Shared Distance is a series of data portraits combining anonymised data with objects to form evocative installations of intimacy and distance that tread an uneasy line between abstraction and indexicality.

For over 140 years people have been sending postcards to say ‘wish you were here’, to describe far off places, share thoughts and proclaim feelings. On a mantelpiece or fridge postcards become visual reminders of people, places and relationships. Now that we use text messages, emails, facebook, skype, twitter and mobile phone calls as well as letters, postcards and meetings is there something different about how we keep in touch?

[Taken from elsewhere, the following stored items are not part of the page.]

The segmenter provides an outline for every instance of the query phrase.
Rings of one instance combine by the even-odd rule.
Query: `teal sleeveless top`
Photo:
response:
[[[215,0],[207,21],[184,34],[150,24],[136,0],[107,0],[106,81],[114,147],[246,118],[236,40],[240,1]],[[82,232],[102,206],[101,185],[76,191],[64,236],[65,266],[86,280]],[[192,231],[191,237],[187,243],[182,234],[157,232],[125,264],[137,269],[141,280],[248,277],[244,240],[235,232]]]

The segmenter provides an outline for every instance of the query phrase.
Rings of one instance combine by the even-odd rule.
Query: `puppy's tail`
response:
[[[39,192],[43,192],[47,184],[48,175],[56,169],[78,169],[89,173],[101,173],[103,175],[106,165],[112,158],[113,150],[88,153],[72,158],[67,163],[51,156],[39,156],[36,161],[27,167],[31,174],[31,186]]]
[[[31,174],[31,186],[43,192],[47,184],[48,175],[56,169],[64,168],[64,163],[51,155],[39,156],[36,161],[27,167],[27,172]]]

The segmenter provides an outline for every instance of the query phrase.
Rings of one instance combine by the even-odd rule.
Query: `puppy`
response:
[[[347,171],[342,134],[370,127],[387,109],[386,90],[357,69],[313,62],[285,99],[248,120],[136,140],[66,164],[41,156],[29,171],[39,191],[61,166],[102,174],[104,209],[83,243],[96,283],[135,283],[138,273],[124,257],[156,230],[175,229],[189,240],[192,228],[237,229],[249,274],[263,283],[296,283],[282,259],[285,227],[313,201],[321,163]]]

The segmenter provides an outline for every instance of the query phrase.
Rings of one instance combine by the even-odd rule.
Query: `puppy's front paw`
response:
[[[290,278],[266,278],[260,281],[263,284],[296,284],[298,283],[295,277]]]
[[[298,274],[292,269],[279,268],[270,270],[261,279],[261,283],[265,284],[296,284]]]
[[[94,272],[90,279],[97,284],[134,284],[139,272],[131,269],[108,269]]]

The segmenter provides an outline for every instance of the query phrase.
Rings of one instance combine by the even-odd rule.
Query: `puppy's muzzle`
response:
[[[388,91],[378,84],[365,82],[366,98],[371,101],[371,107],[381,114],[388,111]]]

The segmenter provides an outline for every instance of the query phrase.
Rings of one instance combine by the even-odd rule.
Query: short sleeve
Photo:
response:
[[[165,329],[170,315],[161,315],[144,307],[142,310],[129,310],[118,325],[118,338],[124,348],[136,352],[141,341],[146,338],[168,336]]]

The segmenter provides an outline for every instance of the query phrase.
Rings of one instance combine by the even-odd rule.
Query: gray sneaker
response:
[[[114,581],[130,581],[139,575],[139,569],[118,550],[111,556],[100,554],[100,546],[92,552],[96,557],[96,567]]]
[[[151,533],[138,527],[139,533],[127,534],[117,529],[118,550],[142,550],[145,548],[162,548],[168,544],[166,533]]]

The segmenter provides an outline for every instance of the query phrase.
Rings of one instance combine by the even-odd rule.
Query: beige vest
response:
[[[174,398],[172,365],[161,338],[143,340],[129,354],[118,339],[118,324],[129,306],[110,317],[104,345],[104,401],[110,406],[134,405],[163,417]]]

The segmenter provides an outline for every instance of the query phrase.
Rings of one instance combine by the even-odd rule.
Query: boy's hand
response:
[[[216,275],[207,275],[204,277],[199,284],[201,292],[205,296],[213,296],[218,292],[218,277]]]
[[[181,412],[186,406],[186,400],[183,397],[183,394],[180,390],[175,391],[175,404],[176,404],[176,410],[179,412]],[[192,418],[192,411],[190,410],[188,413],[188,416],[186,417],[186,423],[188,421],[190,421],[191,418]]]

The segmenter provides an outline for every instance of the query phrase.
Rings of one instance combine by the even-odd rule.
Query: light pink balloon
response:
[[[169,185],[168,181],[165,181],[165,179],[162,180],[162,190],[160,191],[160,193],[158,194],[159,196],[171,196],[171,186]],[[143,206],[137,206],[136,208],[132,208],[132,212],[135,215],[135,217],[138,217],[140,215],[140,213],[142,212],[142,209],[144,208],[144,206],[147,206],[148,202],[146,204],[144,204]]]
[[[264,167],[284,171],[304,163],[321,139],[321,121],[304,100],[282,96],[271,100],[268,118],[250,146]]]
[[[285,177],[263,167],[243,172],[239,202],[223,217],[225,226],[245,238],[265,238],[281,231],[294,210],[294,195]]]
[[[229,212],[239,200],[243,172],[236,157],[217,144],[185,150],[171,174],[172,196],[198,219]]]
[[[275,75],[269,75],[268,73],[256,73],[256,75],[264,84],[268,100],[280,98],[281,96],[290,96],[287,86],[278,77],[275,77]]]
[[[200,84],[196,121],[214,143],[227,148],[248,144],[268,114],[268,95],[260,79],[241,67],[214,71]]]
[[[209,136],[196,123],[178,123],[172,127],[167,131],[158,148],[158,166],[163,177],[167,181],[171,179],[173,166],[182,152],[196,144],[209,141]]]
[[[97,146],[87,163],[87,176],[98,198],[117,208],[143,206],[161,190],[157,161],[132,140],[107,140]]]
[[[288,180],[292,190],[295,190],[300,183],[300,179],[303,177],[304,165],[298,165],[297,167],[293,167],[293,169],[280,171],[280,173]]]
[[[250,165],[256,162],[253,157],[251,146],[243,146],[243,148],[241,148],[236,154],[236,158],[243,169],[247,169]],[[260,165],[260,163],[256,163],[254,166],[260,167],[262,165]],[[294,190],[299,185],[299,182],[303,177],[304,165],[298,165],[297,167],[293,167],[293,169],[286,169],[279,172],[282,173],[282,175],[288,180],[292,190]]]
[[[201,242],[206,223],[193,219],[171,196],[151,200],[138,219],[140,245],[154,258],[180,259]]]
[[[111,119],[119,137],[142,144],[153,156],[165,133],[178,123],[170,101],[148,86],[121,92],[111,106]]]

It is easy to share where you are as you travel, through location based mobile phone applications. Does knowing where someone is minute by minute change how close you feel to them, or enhance how far apart you are?

This work was a result of ongoing research with Chris Speed at Edinburgh College of Art. The following book chapter discusses the research in more depth, focusing on one case study of a family group who use Comob Net to keep in touch while on the move and at long distances. It reveals how strongly users imagine the activity of others at a distance, especially when they are well known to the other partcipants, and location data is overlaid onto satellite imagery.

 

 

 

Southern, J. & Speed, C. (2015) 'Sharing occasions at a distance: the different
dimensions of comobility' in Hunter, V. (ed) Moving Sites:Investigating site-specific dance performance. Oxford: Routledge.

Quotes from interviews:

"...when I know where they are with Comob, I have this mental image. I can see a body. I have an image of them. Not something that is tangible and you can sort of put your hand out and touch. It’s something in the mind."

"He took his phone with him… he’s been doing a bit of training and cycling and that, and I watched him going round his cycling trip, and that was most interesting, that really was. I don’t know, it was just that it really did make me feel part of his cycle trip. He knew I was watching as well, because you know he gave me details, and told me when he was going and I watched him, and I knew when he’d got back home you know. I felt I was actually there."

"...you know he’s stuck on the side of the road and I can hear him huffing and puffing. ‘oooh this blinking rain!’ [laughs] head under the bonnet of a car somewhere. I can imagine him, you know, I think he’s brilliant with his customers."